What is the difference between L4 and L7 load balancing?

L4 load balancers operate at the transport layer (TCP/UDP). They route based on IP address and port without inspecting the payload. They are faster because there is no application-layer parsing. L7 load balancers operate at the application layer (HTTP/HTTPS). They can route based on URL path, host header, cookies, and request body. L7 enables features like SSL termination, sticky sessions via cookies, and content-based routing.

How does least connections load balancing work?
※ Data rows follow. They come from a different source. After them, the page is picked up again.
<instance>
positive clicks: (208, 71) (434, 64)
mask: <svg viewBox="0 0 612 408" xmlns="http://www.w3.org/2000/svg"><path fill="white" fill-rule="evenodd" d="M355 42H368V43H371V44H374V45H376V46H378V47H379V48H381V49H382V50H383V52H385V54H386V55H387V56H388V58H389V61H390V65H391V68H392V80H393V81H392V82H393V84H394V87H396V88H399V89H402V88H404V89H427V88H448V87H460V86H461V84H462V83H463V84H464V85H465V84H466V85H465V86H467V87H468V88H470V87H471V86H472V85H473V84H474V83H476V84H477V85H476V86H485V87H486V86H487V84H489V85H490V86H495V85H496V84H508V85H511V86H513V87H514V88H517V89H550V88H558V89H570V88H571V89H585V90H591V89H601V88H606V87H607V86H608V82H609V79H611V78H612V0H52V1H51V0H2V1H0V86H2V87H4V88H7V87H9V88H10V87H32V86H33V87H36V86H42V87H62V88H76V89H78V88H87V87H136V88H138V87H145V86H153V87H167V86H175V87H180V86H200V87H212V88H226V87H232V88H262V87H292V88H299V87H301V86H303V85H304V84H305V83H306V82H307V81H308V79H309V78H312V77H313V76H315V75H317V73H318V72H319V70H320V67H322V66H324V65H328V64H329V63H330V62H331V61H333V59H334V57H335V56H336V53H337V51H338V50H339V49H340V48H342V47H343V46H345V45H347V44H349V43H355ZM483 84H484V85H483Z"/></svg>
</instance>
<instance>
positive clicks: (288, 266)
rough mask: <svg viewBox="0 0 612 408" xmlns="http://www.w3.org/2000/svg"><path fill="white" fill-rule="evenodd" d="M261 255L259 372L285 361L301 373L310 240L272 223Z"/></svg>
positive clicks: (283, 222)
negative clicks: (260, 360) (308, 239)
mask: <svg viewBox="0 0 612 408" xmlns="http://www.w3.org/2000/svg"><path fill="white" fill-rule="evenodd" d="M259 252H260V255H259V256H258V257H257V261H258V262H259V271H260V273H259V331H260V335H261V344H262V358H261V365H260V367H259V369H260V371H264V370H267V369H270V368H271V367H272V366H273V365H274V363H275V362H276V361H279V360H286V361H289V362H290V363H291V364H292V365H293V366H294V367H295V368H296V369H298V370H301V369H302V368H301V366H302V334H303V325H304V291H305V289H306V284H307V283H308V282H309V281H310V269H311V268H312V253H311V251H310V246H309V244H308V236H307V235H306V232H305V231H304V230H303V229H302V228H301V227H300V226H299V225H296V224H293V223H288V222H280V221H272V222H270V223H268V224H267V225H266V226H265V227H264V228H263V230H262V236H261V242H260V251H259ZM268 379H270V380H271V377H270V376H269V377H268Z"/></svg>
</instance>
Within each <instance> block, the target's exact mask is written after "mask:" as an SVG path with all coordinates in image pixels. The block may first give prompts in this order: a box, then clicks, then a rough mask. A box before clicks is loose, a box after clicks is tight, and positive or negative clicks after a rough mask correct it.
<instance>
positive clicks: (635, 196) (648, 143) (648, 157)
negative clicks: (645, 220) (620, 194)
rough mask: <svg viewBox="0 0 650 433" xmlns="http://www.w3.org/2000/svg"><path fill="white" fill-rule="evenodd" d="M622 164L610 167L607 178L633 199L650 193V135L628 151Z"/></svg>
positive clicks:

The load balancer tracks the active connection count for each backend server. Each new request is routed to the server with the fewest active connections. This distributes load more evenly than round robin when requests have varying duration. Weighted least connections adjusts for heterogeneous backends by dividing connection count by server weight.

How do health checks work in a load balancer?

Active health checks: the load balancer periodically sends probe requests (TCP connect, HTTP GET to /health) to each backend. If a backend fails N consecutive probes, it is removed from the pool. Passive health checks: the load balancer monitors actual request outcomes and removes backends that return too many errors or timeouts. Backends are re-added after passing a configurable number of health check successes.

What is Direct Server Return (DSR) and why is it used?

In DSR mode, the load balancer forwards the request to the backend server while preserving the client's destination IP. The backend processes the request and responds directly to the client, bypassing the load balancer for the response path. This dramatically increases throughput for response-heavy workloads (video streaming) since the load balancer only handles inbound traffic. DSR requires the backend to share the load balancer's virtual IP on a loopback interface.

How does a load balancer handle SSL termination?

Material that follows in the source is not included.